Investing in stocks directly requires expertise and time, something majority of stock investors don’t have.
Trading, except for a miniscule minority, leads to losses.
It is very difficult, almost impossible, to time the market.
For the vast majority of investors, mutual funds are the best option.
Most retail investors enter the market lured by stories of people making big money. Theoretically, trading can fetch huge returns. But in practice, it is a loss-making proposition. So, investors should invest, not trade.

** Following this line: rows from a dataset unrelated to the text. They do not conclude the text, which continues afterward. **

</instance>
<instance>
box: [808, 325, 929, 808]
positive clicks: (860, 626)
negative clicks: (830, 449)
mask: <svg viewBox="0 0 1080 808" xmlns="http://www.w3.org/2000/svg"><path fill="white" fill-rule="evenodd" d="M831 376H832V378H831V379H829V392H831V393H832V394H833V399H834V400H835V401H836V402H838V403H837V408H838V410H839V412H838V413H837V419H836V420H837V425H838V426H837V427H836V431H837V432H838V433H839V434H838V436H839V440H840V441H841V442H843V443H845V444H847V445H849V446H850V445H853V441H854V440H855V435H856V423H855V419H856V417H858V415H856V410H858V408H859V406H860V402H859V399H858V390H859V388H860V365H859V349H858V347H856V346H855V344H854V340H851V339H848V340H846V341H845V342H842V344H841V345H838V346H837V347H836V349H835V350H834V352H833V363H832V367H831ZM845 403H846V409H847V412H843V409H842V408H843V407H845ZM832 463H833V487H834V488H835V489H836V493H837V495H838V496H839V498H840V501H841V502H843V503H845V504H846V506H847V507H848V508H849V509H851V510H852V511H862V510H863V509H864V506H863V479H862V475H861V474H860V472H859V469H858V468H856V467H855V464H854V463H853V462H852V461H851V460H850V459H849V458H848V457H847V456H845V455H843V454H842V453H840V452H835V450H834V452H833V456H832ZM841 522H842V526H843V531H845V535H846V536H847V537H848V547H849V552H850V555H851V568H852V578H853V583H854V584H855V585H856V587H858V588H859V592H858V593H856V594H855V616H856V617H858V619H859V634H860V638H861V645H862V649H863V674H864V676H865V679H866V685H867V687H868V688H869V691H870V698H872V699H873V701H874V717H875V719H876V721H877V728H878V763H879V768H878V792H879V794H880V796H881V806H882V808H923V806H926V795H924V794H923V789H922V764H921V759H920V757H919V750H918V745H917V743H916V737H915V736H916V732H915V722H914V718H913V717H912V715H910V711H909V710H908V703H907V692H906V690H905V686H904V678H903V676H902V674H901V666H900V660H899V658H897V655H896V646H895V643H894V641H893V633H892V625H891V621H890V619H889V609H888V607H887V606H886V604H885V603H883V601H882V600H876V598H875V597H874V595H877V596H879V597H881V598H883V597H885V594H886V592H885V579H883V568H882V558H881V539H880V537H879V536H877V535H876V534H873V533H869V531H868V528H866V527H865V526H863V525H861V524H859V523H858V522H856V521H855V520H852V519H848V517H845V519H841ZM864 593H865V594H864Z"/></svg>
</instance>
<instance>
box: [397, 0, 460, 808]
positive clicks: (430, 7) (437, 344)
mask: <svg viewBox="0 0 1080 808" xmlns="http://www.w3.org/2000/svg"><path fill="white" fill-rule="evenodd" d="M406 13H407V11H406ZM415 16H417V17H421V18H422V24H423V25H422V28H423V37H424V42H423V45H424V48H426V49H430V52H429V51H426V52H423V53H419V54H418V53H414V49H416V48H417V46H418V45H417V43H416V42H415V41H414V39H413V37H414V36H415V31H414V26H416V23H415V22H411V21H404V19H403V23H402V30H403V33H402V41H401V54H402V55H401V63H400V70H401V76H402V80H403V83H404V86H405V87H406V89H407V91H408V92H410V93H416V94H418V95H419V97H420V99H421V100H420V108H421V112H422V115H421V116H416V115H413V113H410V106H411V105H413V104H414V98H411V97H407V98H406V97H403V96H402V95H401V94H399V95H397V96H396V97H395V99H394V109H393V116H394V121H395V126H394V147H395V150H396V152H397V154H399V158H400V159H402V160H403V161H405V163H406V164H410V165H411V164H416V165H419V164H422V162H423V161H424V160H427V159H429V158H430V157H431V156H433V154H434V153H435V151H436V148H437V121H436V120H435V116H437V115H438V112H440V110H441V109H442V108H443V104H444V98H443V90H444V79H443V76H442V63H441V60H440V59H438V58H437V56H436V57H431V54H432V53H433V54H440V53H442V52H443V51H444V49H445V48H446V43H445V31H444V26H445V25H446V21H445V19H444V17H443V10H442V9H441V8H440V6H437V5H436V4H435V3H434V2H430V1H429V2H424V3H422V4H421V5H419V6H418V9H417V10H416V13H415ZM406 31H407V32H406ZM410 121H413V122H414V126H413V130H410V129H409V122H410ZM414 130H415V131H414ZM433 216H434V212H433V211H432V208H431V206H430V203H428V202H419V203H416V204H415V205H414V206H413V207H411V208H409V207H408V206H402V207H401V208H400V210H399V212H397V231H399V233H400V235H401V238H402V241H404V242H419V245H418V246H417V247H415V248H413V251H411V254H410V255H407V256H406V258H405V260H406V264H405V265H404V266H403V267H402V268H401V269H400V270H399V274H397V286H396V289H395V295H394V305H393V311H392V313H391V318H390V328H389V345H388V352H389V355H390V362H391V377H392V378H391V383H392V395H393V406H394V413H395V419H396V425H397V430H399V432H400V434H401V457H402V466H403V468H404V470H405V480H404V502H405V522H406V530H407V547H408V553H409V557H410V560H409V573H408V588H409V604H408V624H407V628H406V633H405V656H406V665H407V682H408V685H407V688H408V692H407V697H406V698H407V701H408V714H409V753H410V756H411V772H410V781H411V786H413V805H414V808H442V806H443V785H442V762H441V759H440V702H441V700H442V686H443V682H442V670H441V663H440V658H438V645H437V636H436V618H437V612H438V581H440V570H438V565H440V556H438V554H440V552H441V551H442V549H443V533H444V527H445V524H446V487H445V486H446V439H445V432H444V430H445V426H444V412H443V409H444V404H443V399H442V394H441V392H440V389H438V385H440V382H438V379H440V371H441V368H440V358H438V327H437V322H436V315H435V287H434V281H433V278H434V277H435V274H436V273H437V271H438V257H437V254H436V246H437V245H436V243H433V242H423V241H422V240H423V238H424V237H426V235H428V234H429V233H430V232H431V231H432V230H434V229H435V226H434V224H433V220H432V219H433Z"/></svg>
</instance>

So, refrain from gambling and reckless trading. Gambling is injurious to wealth. Systematic investment and patience will be rewarded. Investment in high quality stocks can create phenomenal wealth in the long run. Mutual fund SIPs too can give impressive returns. There are many largecap mutual fund schemes that have delivered 12 to 18 per cent XIIR (extended internal rate of return) in SIPs in the last 10 years. Many well-performing midcap and smallcap schemes have delivered 16 to 24 per cent
XIIR during the last decade. Even the average returns are impressive, beating all other asset classes.
To summarise, retail investors who have the expertise and time to invest, can invest directly in the market, focusing on high quality stocks.